Le bonheur existe-t-il ?

Qu’est-ce que le bonheur, qu’entend-on par être heureux, nager dans le bonheur ? Il y a déjà le plaisir, la joie, la satisfaction, alors le bonheur de quelle façon est-il autre, de quelle façon se singularise-t-il, comment savoir que nous sommes heureux ? Et être heureux, ne serait-ce pas seulement ...ne pas être malheureux ? Autant de questions que nous allons nous poser dans cet article, tant il est vrai que l’on parle beaucoup du bonheur sans très bien savoir le définir, sans savoir si nous l’avons jamais éprouvé, s’il est chimère ou réalité ?

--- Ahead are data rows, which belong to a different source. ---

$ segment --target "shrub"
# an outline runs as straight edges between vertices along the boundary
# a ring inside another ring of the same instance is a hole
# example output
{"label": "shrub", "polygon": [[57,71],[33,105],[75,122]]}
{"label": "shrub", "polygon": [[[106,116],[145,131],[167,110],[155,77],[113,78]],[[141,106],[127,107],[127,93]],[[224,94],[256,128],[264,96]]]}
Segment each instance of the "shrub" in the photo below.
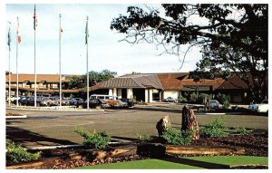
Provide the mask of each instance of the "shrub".
{"label": "shrub", "polygon": [[228,109],[230,106],[230,96],[220,94],[218,95],[219,101],[223,104],[223,107]]}
{"label": "shrub", "polygon": [[179,130],[174,128],[169,128],[161,136],[169,144],[189,145],[192,140],[192,131]]}
{"label": "shrub", "polygon": [[237,127],[235,129],[235,132],[239,133],[239,134],[250,134],[252,132],[252,130],[248,130],[246,128]]}
{"label": "shrub", "polygon": [[95,149],[103,149],[111,141],[111,138],[106,132],[90,132],[83,128],[76,127],[74,132],[81,135],[83,139],[83,144],[87,147],[92,147]]}
{"label": "shrub", "polygon": [[199,96],[199,102],[200,104],[203,104],[204,103],[204,100],[208,101],[208,100],[210,100],[210,99],[211,99],[211,96],[209,94],[200,93]]}
{"label": "shrub", "polygon": [[13,141],[6,142],[6,162],[8,164],[15,164],[26,161],[36,160],[41,157],[42,152],[30,153],[21,146],[16,145]]}
{"label": "shrub", "polygon": [[199,94],[197,94],[196,92],[192,92],[189,95],[189,101],[190,102],[197,102],[198,99],[199,99]]}
{"label": "shrub", "polygon": [[107,103],[108,103],[112,108],[114,108],[114,107],[119,106],[119,102],[118,102],[117,101],[108,101]]}
{"label": "shrub", "polygon": [[151,139],[151,136],[149,134],[141,135],[141,134],[137,133],[137,138],[141,142],[149,141]]}
{"label": "shrub", "polygon": [[181,95],[178,97],[178,101],[179,102],[188,102],[188,100]]}
{"label": "shrub", "polygon": [[204,126],[200,129],[200,136],[202,137],[226,137],[228,135],[225,132],[228,128],[223,122],[223,118],[219,117],[213,120],[209,124]]}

L’optimisme de ceux qu’on a appelés au XVIIIe siècle " les philosophes" a placé le bonheur dans le développement des "Lumières", c’est-à-dire dans le développement de la connaissance et de l’intelligence. Après s’être appliqués à libérer les esprits de tout ce qu’ils considéraient comme des préjugés, ils ont pensé affranchir les individus de toutes les servitudes, les oppressions, les despotismes, et ont eu une confiance illimitée dans " le progrès".

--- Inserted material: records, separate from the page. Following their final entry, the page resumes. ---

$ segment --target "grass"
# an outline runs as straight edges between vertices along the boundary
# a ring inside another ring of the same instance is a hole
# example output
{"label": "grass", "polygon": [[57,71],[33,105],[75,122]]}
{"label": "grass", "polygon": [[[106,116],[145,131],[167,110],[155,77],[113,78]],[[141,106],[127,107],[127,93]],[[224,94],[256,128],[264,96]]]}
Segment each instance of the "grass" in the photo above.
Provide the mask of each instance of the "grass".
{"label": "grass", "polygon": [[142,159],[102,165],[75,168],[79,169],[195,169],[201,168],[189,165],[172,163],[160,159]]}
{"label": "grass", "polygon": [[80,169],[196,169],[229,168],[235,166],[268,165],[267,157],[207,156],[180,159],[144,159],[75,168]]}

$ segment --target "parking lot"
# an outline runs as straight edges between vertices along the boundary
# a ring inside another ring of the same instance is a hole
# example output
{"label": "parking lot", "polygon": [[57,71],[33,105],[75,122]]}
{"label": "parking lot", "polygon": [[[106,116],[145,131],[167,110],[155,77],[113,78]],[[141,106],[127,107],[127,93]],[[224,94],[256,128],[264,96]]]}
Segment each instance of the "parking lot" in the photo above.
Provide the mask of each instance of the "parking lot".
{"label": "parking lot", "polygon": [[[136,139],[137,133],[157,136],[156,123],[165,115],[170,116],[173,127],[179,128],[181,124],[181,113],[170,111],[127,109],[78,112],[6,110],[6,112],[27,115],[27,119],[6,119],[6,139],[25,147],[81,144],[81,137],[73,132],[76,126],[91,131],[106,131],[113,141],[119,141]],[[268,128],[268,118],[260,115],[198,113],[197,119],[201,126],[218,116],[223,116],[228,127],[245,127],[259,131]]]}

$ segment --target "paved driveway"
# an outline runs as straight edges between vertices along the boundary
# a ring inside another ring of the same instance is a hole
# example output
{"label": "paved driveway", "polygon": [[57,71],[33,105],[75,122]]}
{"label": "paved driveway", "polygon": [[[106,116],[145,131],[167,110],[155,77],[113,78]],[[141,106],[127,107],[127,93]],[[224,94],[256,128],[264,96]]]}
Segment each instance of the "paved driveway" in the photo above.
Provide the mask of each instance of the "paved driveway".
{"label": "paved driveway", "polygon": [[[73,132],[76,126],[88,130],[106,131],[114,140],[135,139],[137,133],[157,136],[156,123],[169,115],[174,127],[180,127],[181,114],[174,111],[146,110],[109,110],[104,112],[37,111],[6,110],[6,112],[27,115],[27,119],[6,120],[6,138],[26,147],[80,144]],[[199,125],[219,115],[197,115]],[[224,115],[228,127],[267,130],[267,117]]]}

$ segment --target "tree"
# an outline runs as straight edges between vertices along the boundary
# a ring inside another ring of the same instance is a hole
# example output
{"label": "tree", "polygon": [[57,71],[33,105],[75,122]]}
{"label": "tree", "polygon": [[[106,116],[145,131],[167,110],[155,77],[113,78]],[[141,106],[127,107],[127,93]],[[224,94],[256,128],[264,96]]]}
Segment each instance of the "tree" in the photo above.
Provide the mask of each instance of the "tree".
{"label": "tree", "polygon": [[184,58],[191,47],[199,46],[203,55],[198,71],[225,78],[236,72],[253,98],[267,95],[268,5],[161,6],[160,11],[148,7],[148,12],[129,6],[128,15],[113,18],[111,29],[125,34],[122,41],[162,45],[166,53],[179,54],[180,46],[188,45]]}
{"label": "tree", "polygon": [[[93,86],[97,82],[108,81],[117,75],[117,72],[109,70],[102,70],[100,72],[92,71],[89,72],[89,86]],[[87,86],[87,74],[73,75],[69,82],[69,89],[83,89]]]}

Deux ouvrages de Rousseau sont centrés sur le bonheur : L’Emile et La Nouvelle Héloïse. Selon le philosophe, l’éducation de l’enfant devait le rendre heureux. C’était une première approche de ce bonheur tant souhaité. Pour qu’il l’éprouve, il fallait donc laisser l’enfant se développer, jouer, se promener, apprendre librement. L’idée dominante était que la nature humaine est foncièrement bonne et, par conséquent, ne présente aucun obstacle au bonheur individuel. En quelque sorte, le bonheur serait de pouvoir faire ce que l’on veut, comme on le veut, quand on le veut. Vision simpliste des choses que la vie s’est empressée de démolir, car le bonheur est chose plus complexe et mystérieuse que certains ont bien voulu le laisser entendre. Par exemple un Président de la République, qui ambitionnait de contribuer au bonheur des Français, ne fit, en définitive, que des lois pour les contraindre davantage.

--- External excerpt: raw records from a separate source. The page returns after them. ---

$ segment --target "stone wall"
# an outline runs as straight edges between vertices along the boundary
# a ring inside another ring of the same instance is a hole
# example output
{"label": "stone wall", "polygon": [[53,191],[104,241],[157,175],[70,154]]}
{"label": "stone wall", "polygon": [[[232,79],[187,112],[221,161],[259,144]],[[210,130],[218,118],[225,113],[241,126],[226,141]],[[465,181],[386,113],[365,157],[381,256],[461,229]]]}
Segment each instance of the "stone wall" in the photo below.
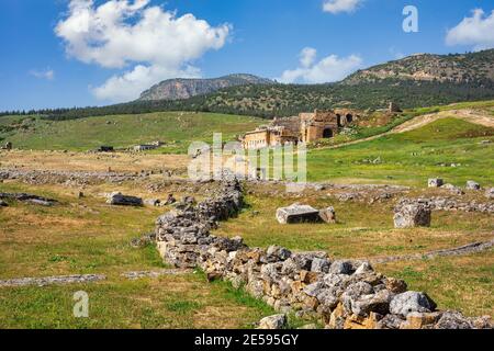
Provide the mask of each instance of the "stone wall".
{"label": "stone wall", "polygon": [[161,257],[179,268],[201,268],[209,280],[246,288],[280,313],[321,319],[333,329],[491,328],[489,317],[438,312],[431,298],[407,291],[404,281],[375,272],[369,262],[334,261],[325,252],[291,252],[271,246],[249,248],[240,237],[211,235],[217,220],[243,205],[238,182],[223,186],[197,207],[157,219]]}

Le bonheur humain peut-il être une organisation parfaite de la société telle que Charles Fourier, théoricien socialiste l’espérait au début du XIXe siècle, le fruit de l’usage de la raison et de la recherche de l’intérêt bien compris ? Dans Les frères Karamazov de Dostoïevski, le personnage du Grand Inquisiteur croit que le salut promis aux hommes est la réalisation d’un royaume terrestre de justice, d’amour, d’équité pour tous. Puis, il s’aperçoit que bien peu d’entre eux sont capables de répondre à cet appel. Aussi renonce-t-il à ce rêve déraisonnable pour entreprendre une tâche plus humaine : l’établissement d’un ordre terrestre tel que les hommes puissent l’envisager comme accessible, même si une part de leur liberté est entre les mains de quelques maîtres qui se chargent d’aménager et d’organiser rationnellement leur condition.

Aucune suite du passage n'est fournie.